Personal information
- Full name: Charles Burrell Cumberland
- Born: 21 February 1828 Bermuda
- Died: 17 December 1875 (aged 47) Bareilly, British India

Domestic team information
- 1855–1857: Victoria
- Source: Cricinfo, 13 February 2015

= Charles Cumberland (Australian cricketer) =

Australian cricketer

Charles Burrell Cumberland (21 February 1828 – 17 December 1875) was an Australian cricketer, born in Bermuda. He played two first-class cricket matches for Victoria in the 1850s.

Cumberland's father, Charles Brownlow Cumberland (1801–1882) was a major general in the British Army. In 1842, he and his family moved to Hobart, where he commanded the 59th Regiment for several years.

Charles Burrell Cumberland was born in Bermuda while his father was stationed there.
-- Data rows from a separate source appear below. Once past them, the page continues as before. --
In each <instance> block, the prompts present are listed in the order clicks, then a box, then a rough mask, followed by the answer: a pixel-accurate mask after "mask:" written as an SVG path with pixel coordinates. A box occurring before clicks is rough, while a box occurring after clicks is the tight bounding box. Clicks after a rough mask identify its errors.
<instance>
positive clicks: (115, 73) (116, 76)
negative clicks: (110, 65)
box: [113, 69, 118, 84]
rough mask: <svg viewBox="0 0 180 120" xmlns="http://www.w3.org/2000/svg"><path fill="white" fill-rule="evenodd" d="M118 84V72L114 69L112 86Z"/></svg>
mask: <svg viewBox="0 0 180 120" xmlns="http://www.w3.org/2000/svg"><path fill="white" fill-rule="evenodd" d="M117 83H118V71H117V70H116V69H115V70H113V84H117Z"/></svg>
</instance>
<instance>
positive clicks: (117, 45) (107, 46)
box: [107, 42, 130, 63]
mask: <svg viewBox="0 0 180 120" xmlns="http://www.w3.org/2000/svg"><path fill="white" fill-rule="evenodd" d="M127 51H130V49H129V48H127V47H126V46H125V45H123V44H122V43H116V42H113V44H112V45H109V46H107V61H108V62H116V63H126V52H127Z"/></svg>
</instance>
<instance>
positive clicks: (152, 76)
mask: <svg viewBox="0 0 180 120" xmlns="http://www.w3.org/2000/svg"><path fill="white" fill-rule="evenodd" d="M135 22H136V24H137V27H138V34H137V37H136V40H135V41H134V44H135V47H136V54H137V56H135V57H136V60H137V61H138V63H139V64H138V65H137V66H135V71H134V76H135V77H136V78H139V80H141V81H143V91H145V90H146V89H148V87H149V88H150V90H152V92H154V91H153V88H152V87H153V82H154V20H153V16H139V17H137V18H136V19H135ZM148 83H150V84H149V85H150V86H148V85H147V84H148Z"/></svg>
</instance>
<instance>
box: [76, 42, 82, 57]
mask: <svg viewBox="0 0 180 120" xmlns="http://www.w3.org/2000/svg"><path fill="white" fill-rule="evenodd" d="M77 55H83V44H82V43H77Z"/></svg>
He was educated in Tasmania, lived in England between 1849 and 1853, then returned to Australia. Between 1854 and 1862, he lived in Melbourne, where he worked as a judge's associate for Redmond Barry. He played cricket as a batsman and brilliant fieldsman for Melbourne Cricket Club.

In the 1860s Cumberland moved to India, where he worked as a tea planter and government surveyor. He married Marianne Cowans in Calcutta in 1865, and they had a son. Marianne died in India in 1869, and Charles in 1875.